The shoot of the film began in Chennai during the first week of October 2017. Nivetha Joseph was the costume designer for this film. The movie was released on Good Friday in 2019.

== Music ==
Raghava Lawrence selected Anirudh Ravichander to compose the music to this film. When he was unable to compose the music for this film, Lawrence signed a deal with DooPaaDoo.com which is owned by lyricist Madhan Karky. It was revealed that the film will have songs from six independent music directors throughout the DooPaaDoo.com platform, but later Raghava Lawrence unilaterally changed his stance to engage Saravedi Saran with 2 of the film's songs, while other songs will be composed by Sekar Sai Bharath, Jessie Samuel (who earlier sung one of the songs in the film Jarugandi), Bharath Madhusuthanan and the Sri Lankan duo of Raj Thillaiyampalam-Kapilan Kugavel. The background music was composed by Thaman, who earlier composed for director's previous Kanchana and Kanchana 2 film.

Tracklist
| No. | Title | Lyrics | Music | Singer(s) | Length |
|---|---|---|---|---|---|
| 1. | "Nanbanukku Kovila kattu" | Madhan Karky | Saravedi Saran | Saravedi Saran | 4:40 |
| 2. | "Kadhal-Oru-Vizhiyil" | Madhan Karky | Raj Thillaiyampalam, Kapilan Kugavel | Neha Venugopal | 4:07 |
| 3. | "Ketta payan sir Kaali" | Madhan Karky | Sekar Sai Bharath | Dhivagaran Santhosh | 4:03 |
| 4. | "Oru Sattai Oru Balpam" | Saravedi Saran | Saravedi Saran | Saravedi Saran, Srinidhi Sriprakash | 3:28 |
| 5. | "Shake Your Body" | Jesse Samuel | Jesse Samuel | Jesse Samuel | 3:46 |
| 6. | "Rudhra Kaali" |  | Bharath Madhusuthanan | Deepak, Renjith Unni, Pavan, Velu | 4:06 |
| Total length: |  |  |  |  | 24:10 |

== Reception ==
Despite mixed reviews, Kanchana 3 performed well at the box office. The film received mixed reviews from audiences, with comparisons made between Kanchana & Kanchana 2. The dubbed Kannada version titled with the same name, and was panned by critics.

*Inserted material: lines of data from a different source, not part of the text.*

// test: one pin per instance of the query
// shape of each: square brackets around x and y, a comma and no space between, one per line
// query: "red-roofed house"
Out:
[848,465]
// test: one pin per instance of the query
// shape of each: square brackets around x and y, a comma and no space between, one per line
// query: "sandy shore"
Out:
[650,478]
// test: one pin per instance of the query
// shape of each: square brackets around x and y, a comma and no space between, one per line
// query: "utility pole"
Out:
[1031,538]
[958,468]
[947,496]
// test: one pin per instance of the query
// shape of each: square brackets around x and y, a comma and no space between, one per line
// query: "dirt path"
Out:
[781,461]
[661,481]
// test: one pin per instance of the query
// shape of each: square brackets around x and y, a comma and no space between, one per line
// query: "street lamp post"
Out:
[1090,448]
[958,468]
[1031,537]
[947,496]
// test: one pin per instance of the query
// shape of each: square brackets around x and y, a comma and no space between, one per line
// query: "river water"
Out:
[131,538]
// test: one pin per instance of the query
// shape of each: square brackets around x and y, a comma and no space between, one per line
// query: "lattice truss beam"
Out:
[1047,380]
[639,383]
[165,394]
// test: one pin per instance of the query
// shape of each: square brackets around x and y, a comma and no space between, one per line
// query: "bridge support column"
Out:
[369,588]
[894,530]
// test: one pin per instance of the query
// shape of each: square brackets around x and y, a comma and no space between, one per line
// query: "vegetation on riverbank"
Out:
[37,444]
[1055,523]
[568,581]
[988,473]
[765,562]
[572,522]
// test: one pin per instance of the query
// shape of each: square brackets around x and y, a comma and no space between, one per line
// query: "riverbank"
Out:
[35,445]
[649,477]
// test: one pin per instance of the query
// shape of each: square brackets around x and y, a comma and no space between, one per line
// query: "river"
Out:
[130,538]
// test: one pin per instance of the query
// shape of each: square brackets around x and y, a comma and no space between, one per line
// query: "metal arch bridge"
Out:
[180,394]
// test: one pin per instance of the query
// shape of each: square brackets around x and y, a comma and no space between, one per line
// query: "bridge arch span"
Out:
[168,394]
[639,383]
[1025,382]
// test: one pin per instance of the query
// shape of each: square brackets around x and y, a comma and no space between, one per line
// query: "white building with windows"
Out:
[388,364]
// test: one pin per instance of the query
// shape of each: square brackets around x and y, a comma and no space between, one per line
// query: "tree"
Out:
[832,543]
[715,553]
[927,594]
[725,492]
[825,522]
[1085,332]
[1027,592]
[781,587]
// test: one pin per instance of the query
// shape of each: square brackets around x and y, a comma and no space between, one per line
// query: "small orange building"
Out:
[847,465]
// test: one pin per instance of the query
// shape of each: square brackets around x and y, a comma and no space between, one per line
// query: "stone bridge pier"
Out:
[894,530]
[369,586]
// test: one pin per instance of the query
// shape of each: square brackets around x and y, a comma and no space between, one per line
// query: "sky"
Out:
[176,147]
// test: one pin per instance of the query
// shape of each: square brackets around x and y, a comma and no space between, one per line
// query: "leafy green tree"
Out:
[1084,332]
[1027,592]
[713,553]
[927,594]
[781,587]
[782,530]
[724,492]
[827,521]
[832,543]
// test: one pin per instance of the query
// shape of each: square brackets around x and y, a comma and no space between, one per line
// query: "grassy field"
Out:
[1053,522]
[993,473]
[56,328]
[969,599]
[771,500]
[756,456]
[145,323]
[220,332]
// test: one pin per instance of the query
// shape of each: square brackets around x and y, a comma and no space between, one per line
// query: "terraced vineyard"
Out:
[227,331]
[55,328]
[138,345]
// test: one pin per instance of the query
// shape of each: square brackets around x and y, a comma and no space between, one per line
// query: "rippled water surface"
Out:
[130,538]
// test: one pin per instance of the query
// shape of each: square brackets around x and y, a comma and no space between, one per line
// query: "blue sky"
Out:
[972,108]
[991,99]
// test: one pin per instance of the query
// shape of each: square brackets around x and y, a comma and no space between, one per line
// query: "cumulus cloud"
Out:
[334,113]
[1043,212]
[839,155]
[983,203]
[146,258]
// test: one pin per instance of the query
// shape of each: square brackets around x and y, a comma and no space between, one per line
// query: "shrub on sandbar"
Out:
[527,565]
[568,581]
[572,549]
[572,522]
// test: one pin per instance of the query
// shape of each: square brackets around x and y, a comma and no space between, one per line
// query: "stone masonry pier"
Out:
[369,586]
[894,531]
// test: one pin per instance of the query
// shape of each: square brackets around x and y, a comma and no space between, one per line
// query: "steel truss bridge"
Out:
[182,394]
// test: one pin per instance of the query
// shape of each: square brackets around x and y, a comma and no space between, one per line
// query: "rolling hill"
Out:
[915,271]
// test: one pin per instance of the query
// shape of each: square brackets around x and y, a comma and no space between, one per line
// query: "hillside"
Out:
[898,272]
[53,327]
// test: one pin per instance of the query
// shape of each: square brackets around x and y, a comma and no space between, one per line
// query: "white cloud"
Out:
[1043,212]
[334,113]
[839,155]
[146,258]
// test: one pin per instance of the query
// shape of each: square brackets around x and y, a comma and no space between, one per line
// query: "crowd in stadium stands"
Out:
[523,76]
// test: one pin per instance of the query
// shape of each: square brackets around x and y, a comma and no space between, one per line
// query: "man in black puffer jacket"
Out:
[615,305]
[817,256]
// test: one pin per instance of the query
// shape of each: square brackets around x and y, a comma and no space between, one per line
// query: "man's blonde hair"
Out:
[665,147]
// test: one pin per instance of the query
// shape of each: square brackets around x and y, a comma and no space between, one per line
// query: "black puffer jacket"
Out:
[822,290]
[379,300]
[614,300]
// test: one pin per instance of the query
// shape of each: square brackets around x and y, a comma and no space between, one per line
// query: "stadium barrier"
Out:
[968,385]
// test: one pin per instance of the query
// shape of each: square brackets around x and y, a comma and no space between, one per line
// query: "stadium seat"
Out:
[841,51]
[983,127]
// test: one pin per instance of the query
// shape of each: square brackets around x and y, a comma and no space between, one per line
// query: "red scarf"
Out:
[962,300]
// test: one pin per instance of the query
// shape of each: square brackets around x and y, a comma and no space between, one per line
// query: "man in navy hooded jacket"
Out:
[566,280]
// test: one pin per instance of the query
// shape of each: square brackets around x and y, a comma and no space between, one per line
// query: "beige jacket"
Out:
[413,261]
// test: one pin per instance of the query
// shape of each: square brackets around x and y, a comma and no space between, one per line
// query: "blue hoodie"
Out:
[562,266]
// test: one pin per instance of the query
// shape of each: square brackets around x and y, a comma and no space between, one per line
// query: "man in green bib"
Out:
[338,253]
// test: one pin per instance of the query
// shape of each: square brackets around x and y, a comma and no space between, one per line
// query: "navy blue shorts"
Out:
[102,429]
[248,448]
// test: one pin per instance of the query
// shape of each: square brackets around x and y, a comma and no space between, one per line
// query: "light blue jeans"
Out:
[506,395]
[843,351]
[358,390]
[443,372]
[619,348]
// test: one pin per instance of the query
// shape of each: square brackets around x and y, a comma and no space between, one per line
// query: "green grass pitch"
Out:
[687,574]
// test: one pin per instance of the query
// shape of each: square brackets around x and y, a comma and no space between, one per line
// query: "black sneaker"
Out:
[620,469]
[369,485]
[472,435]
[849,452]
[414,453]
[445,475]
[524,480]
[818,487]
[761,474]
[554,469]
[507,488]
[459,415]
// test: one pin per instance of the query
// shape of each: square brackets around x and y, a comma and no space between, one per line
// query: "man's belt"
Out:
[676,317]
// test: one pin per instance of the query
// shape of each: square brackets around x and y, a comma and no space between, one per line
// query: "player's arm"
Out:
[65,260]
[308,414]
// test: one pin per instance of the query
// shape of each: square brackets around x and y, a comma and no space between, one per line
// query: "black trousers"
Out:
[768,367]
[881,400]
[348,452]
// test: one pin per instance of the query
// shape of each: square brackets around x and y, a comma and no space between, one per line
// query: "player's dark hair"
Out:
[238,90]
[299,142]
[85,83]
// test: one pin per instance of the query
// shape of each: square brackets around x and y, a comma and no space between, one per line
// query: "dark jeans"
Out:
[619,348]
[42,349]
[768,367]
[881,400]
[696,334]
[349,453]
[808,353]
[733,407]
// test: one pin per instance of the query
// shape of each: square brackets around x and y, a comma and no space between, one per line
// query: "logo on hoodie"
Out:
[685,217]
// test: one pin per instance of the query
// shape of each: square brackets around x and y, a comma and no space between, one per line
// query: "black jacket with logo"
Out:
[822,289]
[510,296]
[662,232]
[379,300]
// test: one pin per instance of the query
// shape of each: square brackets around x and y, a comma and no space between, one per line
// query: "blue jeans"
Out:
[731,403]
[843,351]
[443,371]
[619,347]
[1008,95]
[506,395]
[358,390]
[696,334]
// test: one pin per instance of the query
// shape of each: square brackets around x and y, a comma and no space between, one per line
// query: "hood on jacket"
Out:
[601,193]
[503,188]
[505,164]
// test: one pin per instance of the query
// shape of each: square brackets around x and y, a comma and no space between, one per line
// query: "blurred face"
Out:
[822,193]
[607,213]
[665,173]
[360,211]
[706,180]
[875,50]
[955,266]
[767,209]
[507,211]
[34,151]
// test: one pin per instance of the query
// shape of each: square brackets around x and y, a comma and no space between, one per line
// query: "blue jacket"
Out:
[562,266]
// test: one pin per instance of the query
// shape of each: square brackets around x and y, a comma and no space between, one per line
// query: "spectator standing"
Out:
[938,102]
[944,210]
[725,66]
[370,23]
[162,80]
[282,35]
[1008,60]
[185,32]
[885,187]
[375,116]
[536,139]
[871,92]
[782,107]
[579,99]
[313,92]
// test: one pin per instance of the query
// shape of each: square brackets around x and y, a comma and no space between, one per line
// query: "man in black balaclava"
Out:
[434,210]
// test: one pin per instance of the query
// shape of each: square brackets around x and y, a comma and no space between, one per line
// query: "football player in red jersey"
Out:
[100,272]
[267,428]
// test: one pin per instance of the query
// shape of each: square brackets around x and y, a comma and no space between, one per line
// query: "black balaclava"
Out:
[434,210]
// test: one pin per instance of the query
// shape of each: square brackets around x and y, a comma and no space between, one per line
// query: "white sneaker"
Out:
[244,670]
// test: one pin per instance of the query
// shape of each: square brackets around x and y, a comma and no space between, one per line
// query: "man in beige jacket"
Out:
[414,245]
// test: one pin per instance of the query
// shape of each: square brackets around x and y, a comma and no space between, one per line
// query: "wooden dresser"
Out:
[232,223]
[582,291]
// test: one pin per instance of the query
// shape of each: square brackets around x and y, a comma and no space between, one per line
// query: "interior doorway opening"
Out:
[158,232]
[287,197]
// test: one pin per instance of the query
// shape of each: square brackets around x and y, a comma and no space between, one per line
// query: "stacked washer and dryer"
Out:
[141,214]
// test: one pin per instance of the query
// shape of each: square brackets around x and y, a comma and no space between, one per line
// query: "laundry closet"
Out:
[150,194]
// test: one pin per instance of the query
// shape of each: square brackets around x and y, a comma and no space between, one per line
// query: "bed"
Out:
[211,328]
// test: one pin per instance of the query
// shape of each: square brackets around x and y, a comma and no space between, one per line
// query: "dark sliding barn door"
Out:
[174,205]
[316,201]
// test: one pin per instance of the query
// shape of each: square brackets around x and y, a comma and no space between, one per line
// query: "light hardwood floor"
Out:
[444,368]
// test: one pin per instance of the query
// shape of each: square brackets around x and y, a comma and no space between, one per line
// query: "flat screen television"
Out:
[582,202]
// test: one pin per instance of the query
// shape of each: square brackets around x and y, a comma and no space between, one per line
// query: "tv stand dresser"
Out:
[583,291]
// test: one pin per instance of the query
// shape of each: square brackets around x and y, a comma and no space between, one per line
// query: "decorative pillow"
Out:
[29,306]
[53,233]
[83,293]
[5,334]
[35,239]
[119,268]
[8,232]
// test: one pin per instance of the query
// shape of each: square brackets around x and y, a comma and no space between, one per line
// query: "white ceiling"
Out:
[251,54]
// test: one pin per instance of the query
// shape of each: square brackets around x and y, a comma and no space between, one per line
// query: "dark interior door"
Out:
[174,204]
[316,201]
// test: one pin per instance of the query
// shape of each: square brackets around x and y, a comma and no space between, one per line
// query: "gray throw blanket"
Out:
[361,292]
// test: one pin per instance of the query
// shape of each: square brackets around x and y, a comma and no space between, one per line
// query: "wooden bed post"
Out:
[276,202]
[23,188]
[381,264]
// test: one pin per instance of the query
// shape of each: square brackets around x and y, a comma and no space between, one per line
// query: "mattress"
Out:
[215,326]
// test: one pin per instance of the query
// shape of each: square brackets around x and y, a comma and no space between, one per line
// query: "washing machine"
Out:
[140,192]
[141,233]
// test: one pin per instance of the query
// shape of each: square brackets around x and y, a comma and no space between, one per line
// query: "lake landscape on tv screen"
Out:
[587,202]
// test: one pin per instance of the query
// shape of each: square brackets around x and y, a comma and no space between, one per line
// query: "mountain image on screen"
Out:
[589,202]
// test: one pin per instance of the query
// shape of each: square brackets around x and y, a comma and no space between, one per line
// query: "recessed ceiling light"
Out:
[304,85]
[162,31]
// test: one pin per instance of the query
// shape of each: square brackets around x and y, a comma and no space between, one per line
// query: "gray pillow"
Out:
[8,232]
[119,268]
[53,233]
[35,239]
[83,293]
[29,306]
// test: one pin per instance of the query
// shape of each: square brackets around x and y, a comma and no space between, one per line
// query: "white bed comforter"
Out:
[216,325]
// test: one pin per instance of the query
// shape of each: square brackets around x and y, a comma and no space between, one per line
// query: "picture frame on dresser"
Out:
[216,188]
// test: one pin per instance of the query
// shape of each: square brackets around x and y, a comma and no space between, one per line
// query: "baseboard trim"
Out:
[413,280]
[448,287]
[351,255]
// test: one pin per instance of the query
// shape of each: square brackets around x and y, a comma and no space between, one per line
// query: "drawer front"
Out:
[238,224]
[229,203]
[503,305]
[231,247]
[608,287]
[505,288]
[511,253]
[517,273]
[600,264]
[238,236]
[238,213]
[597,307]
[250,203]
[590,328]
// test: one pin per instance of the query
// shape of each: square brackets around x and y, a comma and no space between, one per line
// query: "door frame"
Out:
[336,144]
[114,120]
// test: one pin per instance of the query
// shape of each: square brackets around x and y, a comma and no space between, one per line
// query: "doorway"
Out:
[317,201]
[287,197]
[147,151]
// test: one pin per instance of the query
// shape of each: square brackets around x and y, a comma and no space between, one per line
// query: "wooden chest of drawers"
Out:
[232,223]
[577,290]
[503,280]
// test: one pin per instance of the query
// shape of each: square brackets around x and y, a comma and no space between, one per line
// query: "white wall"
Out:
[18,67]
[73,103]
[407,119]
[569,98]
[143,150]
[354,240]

Film Companion South wrote, "In theory, I am a fan of mixing humor and horror. I just wish they worked more on the writing. I can live with the non-existent craft in these films, but is it too much to ask a horror-comedy to have some quality horror and some quality comedy?"

== Release==
The movie was released on 19 April 2019.

== Sequel ==

The fifth and final installment in this series, Kanchana 4 written and directed by Raghava, and stars Pooja Hegde and Nora Fatehi in the lead roles is in production. The film was officially announced in April 2019, coinciding with the theatrical success of Kanchana 3. Production was reportedly set to begin in 2020, but was delayed due to the COVID-19 pandemic and Lawrence's acting commitments. Principal photography commenced on 23 January 2025 in Chennai and is produced by Goldmines Telefilms.